Sandra parou para pensar por uns segundos, por fim pegou num pano de loiça. E enxotou a mosca para fora do café.

6.11.06

Capote com moscatel

Sempre que combino café com a jovem estrela catalã da fotografia tuga - e desde que não seja ir jantar a casa de qualquer um dos dois - ele acaba por me arrastar para o sítio de sempre. A Fnac do Chiado tem, no piso de cima, uma cafeteria com janela sobre a cidade, cadeiras confortáveis, proximidade de filmes, livros e músicas.

Sexta, fim de tarde. «Pá, vamos a outro sítio, para variar», proponho. «Não achas que esse sítio bonito se adequa ao nosso estatuto de jovens intelectuais lisboetas», responde. Gargalhada. Pronto, seja, vamos lá.

Cominbamos às sete, por uma vez na vida sou pontual. Dez minutos e dois cafés depois aparece o Tiago, estava de folga. Excelente, a família reunida. Por fim, lá aparece o cromo do catalão. Pede três moscatéis, digo que não quero [ai, ai, a noite anterior]. «Ricky, se não beberes fico ofendido.» Gargalhadas, again.

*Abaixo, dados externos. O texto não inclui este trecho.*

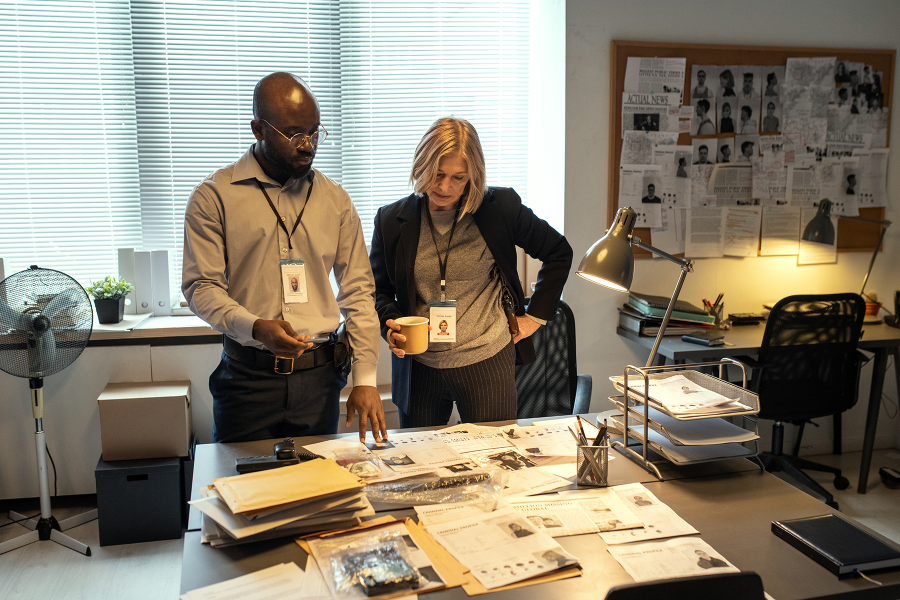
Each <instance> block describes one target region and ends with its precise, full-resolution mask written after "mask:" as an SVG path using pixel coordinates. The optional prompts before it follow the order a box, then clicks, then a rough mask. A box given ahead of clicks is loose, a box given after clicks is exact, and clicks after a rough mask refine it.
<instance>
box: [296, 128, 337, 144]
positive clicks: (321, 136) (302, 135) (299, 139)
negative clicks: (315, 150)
mask: <svg viewBox="0 0 900 600" xmlns="http://www.w3.org/2000/svg"><path fill="white" fill-rule="evenodd" d="M327 135H328V133H326V131H325V130H324V129H319V130H318V131H316V132H315V133H313V134H312V135H306V134H305V133H298V134H297V135H295V136H294V137H292V138H291V144H293V145H294V146H297V147H300V146H303V145H304V144H306V140H309V143H310V144H312V145H313V146H318V145H319V142H321V141H323V140H324V139H325V136H327Z"/></svg>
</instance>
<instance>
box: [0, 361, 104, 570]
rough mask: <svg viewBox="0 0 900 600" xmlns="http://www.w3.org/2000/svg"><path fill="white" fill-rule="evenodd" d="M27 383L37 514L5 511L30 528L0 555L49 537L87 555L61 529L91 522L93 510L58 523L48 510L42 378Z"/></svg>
mask: <svg viewBox="0 0 900 600" xmlns="http://www.w3.org/2000/svg"><path fill="white" fill-rule="evenodd" d="M29 385H30V387H31V400H32V402H31V410H32V413H33V414H34V420H35V432H34V443H35V446H36V448H35V449H36V450H37V461H38V482H39V484H40V488H41V516H40V518H34V519H28V518H27V517H26V516H24V515H22V514H19V513H17V512H15V511H9V518H10V519H11V520H13V521H19V524H20V525H22V526H23V527H25V528H26V529H30V530H31V531H29V532H28V533H25V534H23V535H20V536H19V537H16V538H13V539H11V540H7V541H5V542H3V543H2V544H0V554H4V553H6V552H10V551H12V550H15V549H16V548H21V547H22V546H26V545H28V544H30V543H32V542H37V541H47V540H50V541H53V542H56V543H57V544H61V545H63V546H65V547H66V548H71V549H72V550H75V551H76V552H81V553H82V554H84V555H85V556H90V555H91V549H90V548H89V547H88V546H87V545H86V544H82V543H81V542H79V541H78V540H76V539H74V538H71V537H69V536H67V535H66V534H64V533H62V532H63V531H65V530H67V529H71V528H72V527H77V526H79V525H82V524H84V523H87V522H89V521H93V520H94V519H96V518H97V509H96V508H95V509H94V510H89V511H88V512H86V513H83V514H80V515H76V516H74V517H70V518H68V519H64V520H63V521H62V522H59V521H57V520H56V517H54V516H53V515H52V514H51V512H50V485H49V483H48V480H47V446H46V444H45V442H44V427H43V423H42V421H43V415H44V393H43V392H44V390H43V387H44V380H43V379H40V378H31V379H29Z"/></svg>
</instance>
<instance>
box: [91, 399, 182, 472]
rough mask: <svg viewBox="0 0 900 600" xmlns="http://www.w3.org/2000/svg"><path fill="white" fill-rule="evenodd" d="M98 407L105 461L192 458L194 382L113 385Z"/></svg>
mask: <svg viewBox="0 0 900 600" xmlns="http://www.w3.org/2000/svg"><path fill="white" fill-rule="evenodd" d="M97 404H98V405H99V409H100V444H101V447H102V451H103V460H104V461H111V460H135V459H140V458H169V457H175V456H187V455H188V454H189V451H190V450H189V449H190V441H191V434H192V432H193V426H192V422H191V382H190V381H165V382H146V383H110V384H108V385H107V386H106V389H105V390H103V393H101V394H100V397H99V398H98V399H97Z"/></svg>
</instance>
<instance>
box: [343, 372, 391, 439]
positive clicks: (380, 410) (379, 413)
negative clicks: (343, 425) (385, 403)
mask: <svg viewBox="0 0 900 600" xmlns="http://www.w3.org/2000/svg"><path fill="white" fill-rule="evenodd" d="M356 413H359V443H360V444H364V443H365V441H366V422H367V421H371V422H372V436H373V437H374V438H375V441H376V442H380V441H382V440H386V439H387V426H386V425H385V424H384V405H382V404H381V395H380V394H379V393H378V390H377V389H375V388H374V387H372V386H370V385H356V386H353V390H352V391H351V392H350V397H349V398H347V423H345V426H346V427H349V426H350V423H352V422H353V417H354V415H355V414H356Z"/></svg>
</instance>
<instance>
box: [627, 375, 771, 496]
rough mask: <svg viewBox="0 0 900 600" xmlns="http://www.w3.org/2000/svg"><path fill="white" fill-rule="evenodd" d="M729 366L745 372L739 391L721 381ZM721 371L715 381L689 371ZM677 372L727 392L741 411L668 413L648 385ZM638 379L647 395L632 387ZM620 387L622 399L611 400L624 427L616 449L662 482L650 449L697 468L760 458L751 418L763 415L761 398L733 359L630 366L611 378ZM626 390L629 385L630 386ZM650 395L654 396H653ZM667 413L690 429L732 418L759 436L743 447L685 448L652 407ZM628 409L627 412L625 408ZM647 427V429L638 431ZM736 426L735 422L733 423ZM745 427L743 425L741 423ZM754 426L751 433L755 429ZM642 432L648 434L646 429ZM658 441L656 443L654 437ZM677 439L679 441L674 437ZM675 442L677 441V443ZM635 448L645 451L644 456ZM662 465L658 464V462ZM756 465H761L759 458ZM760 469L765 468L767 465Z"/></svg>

Lá arranjamos lugar numa mesa, sentamo-nos a devorar cigarros e congeminar revoluções. Foi ali que combinámos todos ir para Buenos Aires, que acertámos os pormenores para os meses que vivemos juntos, que discutimos o livro que editámos, que alucinámos reportagens e viagens para Norte, para Sul ou para parte nenhuma.

A meio da discussão do próximo projecto, começa a projecção do filme «Capote», que vi há meses no cinema. O copo de moscatel termina, pedimos imperiais, e a voz fina do Philip Seymour Hoffman serve de fundo às nossas conspirações. Acertamos pormenores, avançamos datas, fervemos a cabeça com conceitos. No café da Fnac, como sempre, as ideias fluem no piso por cima das artes. E eu com esta mania de topo do mundo.